Через очень короткий промежуток времени Костя Колчанов уже прекрасно себе представлял весь масштаб трагедии и свою роль в ней, и его сердце, неуемное сердце героя, жаждало поучаствовать в этом действии, тем более, что он один из всех участников мог правильно и эффективно применить упомянутый ниже препарат для развязывания языков. Поэтому они с Эмилем стрелой пустились в гаражи, чтобы не упустить момент и технично, без особых эксцессов, выудить нужную им информацию.
А в гаражах у Анжелы росло, ширилось напряжение, нервы её натянулись как тугие морские канаты, не дающие такелажу корабля разрушиться и вынести корабль на скалы, потеряв контроль. Но сила, её охватившая, поддерживала её душевный корабль, скользящий по неистовым волнам духовных переживаний - удел любого настоящего человека, проживающего свою неповторимую, бесценную жизнь, как бусинку, нанизанную на ожерелье бытия, вмещающего в себя всю непостижимую многогранность всех бесчисленных бусинок, детей своих единокровных. Эмиль и Костя прибыли очень своевременно и Колчанов сразу же приступил к приготовлениям, а Анжела едва не переломала Эмилю все кости - так она была рада его видеть, и обнимала своего родного Миля,как тигрица-дикая и необузданная.

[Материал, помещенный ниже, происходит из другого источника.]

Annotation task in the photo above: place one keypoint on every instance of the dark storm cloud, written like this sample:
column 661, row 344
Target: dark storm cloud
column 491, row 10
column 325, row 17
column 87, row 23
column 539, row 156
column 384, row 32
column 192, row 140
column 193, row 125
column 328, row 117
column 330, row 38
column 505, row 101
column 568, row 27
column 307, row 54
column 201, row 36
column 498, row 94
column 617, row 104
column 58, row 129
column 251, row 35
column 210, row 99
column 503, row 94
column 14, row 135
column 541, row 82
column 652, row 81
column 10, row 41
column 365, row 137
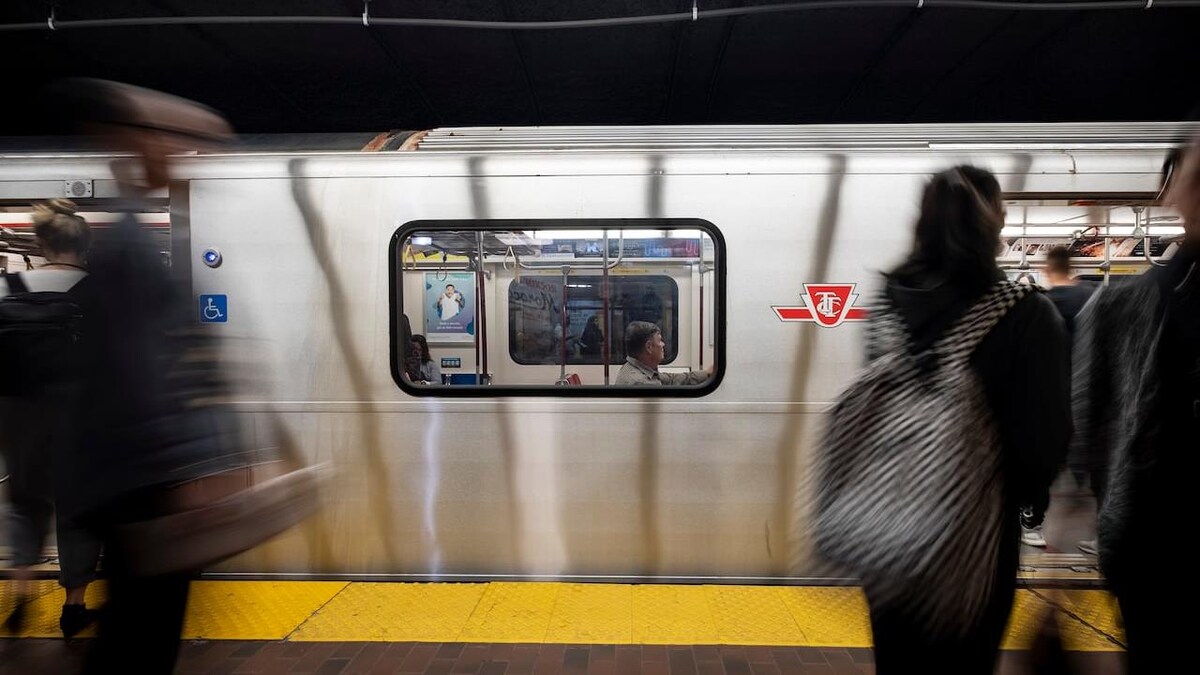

Наконец, всё было готово, свет был приглушен, ребята, немного нервничающие до этого, приложили максимум усилий, чтобы расслабиться и не мешать процессу экстракции темнейших, леденящих кровь откровений одной из самых одиозных фигур вооруженных сил, чьи действия раковой опухолью со своими метастазами покрыли почти всё тело армии, черными беспощадными пиявками висевшими на святом имени победительницы фашизма. Была сделана инъекция - точная и аккуратная, как выстрел бывалого снайпера - Костя знал свою работу не хуже Эмиля. Были предусмотрительно включены несколько записывающих устройств, которые в отличие от людей могли всё снести и объективно запечатлеть всю произнесенную речь любого человека, даже людоеда, маньяка или сумасшедшего - в этом были их преимущества.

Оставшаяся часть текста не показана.